A week or so after I arrived, Witten and I were chatting in the Institute’s courtyard, and he asked about my research plans. I told him about the space-tearing flops and the strategy we were planning to pursue. He lit up upon hearing the ideas, but cautioned that he thought the calculations would be horrendously difficult. He also pointed out a potential weak link in the strategy I described, having to do with some work I had done a few years earlier with Vafa and Warner. The issue be raised turned out to be only tangential to our approach for understanding flops, but it started him thinking about what ultimately turned out to be related and complementary issues.

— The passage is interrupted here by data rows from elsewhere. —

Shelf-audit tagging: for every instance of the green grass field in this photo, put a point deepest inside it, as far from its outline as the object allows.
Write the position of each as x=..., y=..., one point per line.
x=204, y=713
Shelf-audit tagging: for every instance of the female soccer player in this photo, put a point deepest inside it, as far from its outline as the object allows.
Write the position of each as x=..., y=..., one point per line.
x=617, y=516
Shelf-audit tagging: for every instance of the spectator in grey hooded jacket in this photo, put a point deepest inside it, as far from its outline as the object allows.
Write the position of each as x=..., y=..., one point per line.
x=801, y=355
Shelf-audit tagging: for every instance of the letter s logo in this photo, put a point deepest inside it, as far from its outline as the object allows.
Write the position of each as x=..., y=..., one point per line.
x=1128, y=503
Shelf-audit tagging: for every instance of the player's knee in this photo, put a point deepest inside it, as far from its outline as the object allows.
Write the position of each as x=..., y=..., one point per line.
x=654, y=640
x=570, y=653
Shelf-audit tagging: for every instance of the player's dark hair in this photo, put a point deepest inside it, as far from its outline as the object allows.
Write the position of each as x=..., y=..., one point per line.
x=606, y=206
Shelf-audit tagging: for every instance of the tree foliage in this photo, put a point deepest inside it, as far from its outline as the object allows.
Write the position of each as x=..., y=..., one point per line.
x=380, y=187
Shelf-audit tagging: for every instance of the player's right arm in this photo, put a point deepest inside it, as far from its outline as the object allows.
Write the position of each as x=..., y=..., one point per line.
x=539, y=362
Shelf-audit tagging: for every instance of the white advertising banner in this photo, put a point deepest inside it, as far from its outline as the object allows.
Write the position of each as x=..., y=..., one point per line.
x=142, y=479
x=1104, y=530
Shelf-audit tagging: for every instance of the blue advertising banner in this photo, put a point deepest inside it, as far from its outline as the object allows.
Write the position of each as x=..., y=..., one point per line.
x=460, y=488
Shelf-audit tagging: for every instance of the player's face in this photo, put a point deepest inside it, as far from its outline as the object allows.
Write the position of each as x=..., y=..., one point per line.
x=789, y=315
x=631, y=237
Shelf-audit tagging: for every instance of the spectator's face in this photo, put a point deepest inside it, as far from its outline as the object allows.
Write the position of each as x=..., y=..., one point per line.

Aspinwall, Morrison, and I decided to split our calculation in two pieces. At first a natural division might have seemed to involve first extracting the physics associated with the final Calabi-Yau shape from the upper row of Figure 11.5, and then doing the same for the final Calabi-Yau shape from the lower row of Figure 11.5. If the mirror relationship is not shattered by the tear in the upper Calabi-Yau, then these two final Calabi-Yau shapes should yield identical physics, just like the two initial Calabi-Yau shapes from which they evolved. (This way of phrasing the problem avoids doing any of the very difficult calculations involving the upper Calabi-Yau shape just when it tears.) It turns out, though, that calculating the physics associated with the final Calabi-Yau shape in the upper row is pretty straightforward. The real difficulty in carrying out this program lies in first figuring out the precise shape of the final Calabi-Yau space in the lower row of Figure 11.5—the putative mirror of the upper Calabi-Yau—and then in extracting the associated physics.

A procedure for accomplishing the second task—extracting the physical features of the final Calabi-Yau space in the lower row, once its shape was precisely known—had been worked out a few years earlier by Candelas. His approach, however, was calculationally intensive and we realized that it would require a clever computer program to carry it out in our explicit example. Aspinwall, who in addition to being a renowned physicist is a crackerjack programmer, took on this task. Morrison and I set out to accomplish the first task, namely, to identify the precise shape of the candidate mirror Calabi-Yau space.